Analysis of Jessica Rose’s post about Swedish vaccination mortality data

tl;dr Swedish vaccination data showed that covid vaccination added almost 3x extra risk of death in younger people.

Jessica Rose’s post is about “Demystifying the Swedish Data…”

Rose accurately points out that the Swedish public health authorities have been engaged in confabulations about the vaccination mortality data. People who were injected with covid vaccines were counted in the unvaccinated statistics. This made the vaccinated statistics look better. This makes one wonder whether the Swedish authorities are corrupt or merely incompetent.

Then Rose goes on to look at vaccination and injection mortality statistics. She sorts data into four categories: (1) never injected, (2) received one injection but less than 21 days had passed since injected, (3) received one injection more than 21 days previously or received two injections but less than 21 days had passed since injected, and (4) received two injections more than 21 days previously–the “fully vaccinated.”

The way that perceptions are skewed depends on how groups (2) and (3) are viewed. The highest mortality risk for each injected person looks to be in groups (2) and (3). If groups (2) and (3) are lumped with group (1), then it looks like the unvaccinated (Rose calls them “uninjected”) are at greater risk. However, if groups (2) and (3) are lumped with group (4), our perceptions of risk change. All of a sudden injections are more dangerous. But wait! Doesn’t the data show that there were more deaths in the uninjected in Feb. than in the injected, even lumping groups (2) through (4) together? Yes, there were more deaths, but the risk was higher for people receiving injections because there were far more people who were uninjected than injected in Feb. You have to take into account the numbers of the injected and uninjected when you consider mortality risk.

Consider an example. Let’s suppose that there were 100 people injected and 1000 people uninjected in a population and 10 of the injected people died and 50 of the uninjected died. The mortality risk for the injected was 10/100, or 10%. The mortality risk for the uninjected was 50/1000, or 5%. So even if more uninjected people died, the risk was still higher in the injected people.

So, let’s talk about normalizing data. This means that we take data for two different-sized groups of people–the injected and the uninjected–and put them on an equal footing as if they were the same size. This is what Rose did in her two charts of normalized data. One graph showed the risk of groups (1) — (3) v group (4), while the other showed the risk of group (1) v groups (2) — (4). The difference is striking. Looking at February data, in the first chart, the mortality risk is 78 for the unvaccinated v. 12 for the “fully vaccinated.” In the second chart, the mortality risk for the uninjected is 54 while the mortality risk for the injected is a whopping 789!

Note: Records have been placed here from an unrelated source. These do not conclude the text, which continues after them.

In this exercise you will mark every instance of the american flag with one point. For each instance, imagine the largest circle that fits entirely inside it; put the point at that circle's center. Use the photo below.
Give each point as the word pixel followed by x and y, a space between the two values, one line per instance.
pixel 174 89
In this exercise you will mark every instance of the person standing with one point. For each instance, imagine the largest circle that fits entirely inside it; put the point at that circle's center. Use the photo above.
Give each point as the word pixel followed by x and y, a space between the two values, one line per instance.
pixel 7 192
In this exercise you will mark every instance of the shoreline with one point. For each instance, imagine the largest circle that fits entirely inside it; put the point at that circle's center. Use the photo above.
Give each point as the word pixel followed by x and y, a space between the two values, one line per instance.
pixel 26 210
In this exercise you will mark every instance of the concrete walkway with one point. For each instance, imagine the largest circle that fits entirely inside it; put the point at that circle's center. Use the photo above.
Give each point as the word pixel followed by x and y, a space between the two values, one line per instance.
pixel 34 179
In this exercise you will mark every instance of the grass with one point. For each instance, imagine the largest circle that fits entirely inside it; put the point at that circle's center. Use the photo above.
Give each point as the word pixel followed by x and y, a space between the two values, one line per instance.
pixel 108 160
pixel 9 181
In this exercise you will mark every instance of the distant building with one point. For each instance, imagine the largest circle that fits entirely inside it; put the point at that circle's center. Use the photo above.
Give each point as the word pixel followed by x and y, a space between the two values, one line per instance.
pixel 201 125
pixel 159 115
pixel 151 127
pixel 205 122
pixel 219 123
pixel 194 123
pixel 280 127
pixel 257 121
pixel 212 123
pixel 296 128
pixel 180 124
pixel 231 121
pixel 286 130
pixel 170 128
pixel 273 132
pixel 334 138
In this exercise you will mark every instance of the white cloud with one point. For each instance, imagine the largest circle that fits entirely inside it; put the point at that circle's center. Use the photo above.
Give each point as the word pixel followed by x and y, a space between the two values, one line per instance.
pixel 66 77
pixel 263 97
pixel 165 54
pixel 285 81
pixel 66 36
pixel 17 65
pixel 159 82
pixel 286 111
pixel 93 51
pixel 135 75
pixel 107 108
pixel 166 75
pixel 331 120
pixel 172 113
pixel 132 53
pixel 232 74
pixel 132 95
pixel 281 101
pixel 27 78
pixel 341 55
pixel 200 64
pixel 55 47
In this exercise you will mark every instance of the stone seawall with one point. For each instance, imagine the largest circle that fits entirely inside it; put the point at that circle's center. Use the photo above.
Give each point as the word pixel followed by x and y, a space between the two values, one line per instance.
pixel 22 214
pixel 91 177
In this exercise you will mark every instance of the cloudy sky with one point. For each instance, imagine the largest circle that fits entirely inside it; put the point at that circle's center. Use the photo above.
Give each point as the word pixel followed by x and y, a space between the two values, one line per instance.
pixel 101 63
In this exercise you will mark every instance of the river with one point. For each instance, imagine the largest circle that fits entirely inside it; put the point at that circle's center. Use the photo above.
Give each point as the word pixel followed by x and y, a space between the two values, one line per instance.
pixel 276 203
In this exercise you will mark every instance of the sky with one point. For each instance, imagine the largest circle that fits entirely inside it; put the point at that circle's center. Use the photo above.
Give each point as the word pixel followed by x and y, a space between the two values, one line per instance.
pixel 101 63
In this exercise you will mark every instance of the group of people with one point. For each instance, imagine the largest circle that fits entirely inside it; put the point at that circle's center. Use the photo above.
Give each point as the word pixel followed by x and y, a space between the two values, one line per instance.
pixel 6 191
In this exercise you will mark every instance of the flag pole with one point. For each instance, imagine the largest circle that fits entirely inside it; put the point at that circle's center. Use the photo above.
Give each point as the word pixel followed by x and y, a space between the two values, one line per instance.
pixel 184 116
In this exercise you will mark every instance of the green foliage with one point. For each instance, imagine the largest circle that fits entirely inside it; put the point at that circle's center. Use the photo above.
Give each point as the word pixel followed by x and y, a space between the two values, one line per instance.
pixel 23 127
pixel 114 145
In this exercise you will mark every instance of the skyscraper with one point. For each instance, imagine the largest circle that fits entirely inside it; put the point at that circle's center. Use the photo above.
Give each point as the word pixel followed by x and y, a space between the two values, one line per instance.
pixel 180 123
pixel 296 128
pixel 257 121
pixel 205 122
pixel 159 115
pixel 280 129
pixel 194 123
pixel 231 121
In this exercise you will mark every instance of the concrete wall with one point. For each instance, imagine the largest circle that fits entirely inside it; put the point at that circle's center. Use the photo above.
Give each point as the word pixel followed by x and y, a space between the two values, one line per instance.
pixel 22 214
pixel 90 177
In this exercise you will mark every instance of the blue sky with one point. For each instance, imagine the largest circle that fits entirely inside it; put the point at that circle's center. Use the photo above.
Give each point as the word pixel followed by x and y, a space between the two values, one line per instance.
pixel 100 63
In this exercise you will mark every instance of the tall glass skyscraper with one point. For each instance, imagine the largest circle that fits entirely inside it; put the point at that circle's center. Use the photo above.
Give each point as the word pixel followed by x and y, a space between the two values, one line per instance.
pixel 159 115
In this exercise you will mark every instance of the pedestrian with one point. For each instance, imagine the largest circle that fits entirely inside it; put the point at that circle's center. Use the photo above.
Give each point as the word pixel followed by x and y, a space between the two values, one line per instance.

But there’s more to the story. Those who are the injected in Feb. are older and older people have higher risk. Rose failed to do any age adjustment, so the Feb. data should be ignored. However, by April younger people were being injected and we see that in April the mortality risk for the uninjected was 41 per million, while the risk for the injected was 156 per million. So injections added almost 3x extra risk of death in younger people. And the short term mortality risk is carried mostly by groups (2) and (3).